Digest:         A judge must determine whether his/her relationship with a former colleague of the same court who appears as a private practitioner in the judge’s court requires his/her disqualification.


Rules:          22 NYCRR 100.2; 100.2(A),(B); 100.3(E)(1); 101.1; Opinions 10-135; 08-198; 08-98; 04-121; 94-14 (Vol. XII); Judiciary Law 212(2)(l).


         The supervising judge (Judge) of a specialized trial court part (Part) advises that a judge who recently retired from the Part joined a private law firm. This retired judge is now engaged in the private practice of law and appearing in the Part. The Judge asks whether the retired judge may appear before his/her former colleagues in the Part if they believe they can be fair and impartial. The Judge also asks whether the retired judge may represent clients in matters that were pending in the Part before the judge retired and in which he/she had some limited involvement before the case was referred to another judge (e.g., signing an order to show cause or conferencing the matter). Finally, the Judge asks whether the parties and attorneys may waive any conflicts which may exist in any of these circumstances.

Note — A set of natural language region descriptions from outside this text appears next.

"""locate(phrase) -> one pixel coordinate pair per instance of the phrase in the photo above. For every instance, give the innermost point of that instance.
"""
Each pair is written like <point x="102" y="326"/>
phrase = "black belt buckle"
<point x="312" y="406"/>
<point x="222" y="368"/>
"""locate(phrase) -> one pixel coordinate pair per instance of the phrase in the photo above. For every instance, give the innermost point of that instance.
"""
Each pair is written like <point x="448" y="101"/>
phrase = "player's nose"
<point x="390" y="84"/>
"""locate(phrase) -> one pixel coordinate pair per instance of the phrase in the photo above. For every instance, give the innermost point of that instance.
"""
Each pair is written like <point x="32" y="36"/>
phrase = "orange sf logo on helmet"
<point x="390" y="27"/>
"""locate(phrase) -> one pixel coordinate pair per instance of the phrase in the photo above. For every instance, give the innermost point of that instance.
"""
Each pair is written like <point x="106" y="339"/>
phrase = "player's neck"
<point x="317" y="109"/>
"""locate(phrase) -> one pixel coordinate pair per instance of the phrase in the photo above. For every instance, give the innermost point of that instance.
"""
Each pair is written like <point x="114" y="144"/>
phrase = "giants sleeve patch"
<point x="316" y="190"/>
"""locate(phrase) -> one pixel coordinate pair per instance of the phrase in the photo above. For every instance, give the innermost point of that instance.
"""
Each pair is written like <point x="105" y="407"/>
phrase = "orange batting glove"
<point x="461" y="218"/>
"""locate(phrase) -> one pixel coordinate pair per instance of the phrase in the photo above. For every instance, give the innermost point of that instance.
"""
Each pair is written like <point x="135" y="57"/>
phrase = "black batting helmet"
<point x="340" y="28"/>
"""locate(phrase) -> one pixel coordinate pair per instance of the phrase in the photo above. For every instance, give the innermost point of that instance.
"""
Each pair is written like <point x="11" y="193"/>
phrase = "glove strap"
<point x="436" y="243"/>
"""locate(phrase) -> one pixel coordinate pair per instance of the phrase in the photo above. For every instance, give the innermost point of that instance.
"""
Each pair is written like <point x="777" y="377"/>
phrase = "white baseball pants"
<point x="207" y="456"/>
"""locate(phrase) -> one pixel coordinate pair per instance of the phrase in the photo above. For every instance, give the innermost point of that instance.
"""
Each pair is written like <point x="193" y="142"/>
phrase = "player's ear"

         A judge must always act to promote public confidence in the judiciary’s integrity and impartiality (see 22 NYCRR 100.2[A]) and must avoid even the appearance of impropriety (see 22 NYCRR 100.2). In particular, a judge shall not allow family, social, political or other relationships to influence the judge’s judicial conduct or judgment (see 22 NYCRR 100.2[B]) and must disqualify him/herself in a proceeding in which his/her impartiality might reasonably be questioned (see 22 NYCRR 100.3[E][1]). As the Committee has previously said, a judge is not necessarily disqualified from presiding when an attorney who appears before him/her was formerly a judicial colleague at the trial court level. Rather, the Judge must determine whether his/her former relationship with the attorney would create an appearance of impropriety or might influence his/her conduct or judgment (see Opinions 10-135; 08-98; 04-121; 94-14 [Vol. XII]).

         With respect to the balance of the inquiry, the Committee is only authorized to issue advisory opinions concerning issues of ethical conduct or proper execution of judicial duties (see Judiciary Law 212[2][l]; 22 NYCRR 101.1) and, therefore, cannot answer the remaining questions which involve interpretation of the applicable Rules of Professional Conduct (see Opinions 08-198; 08-98).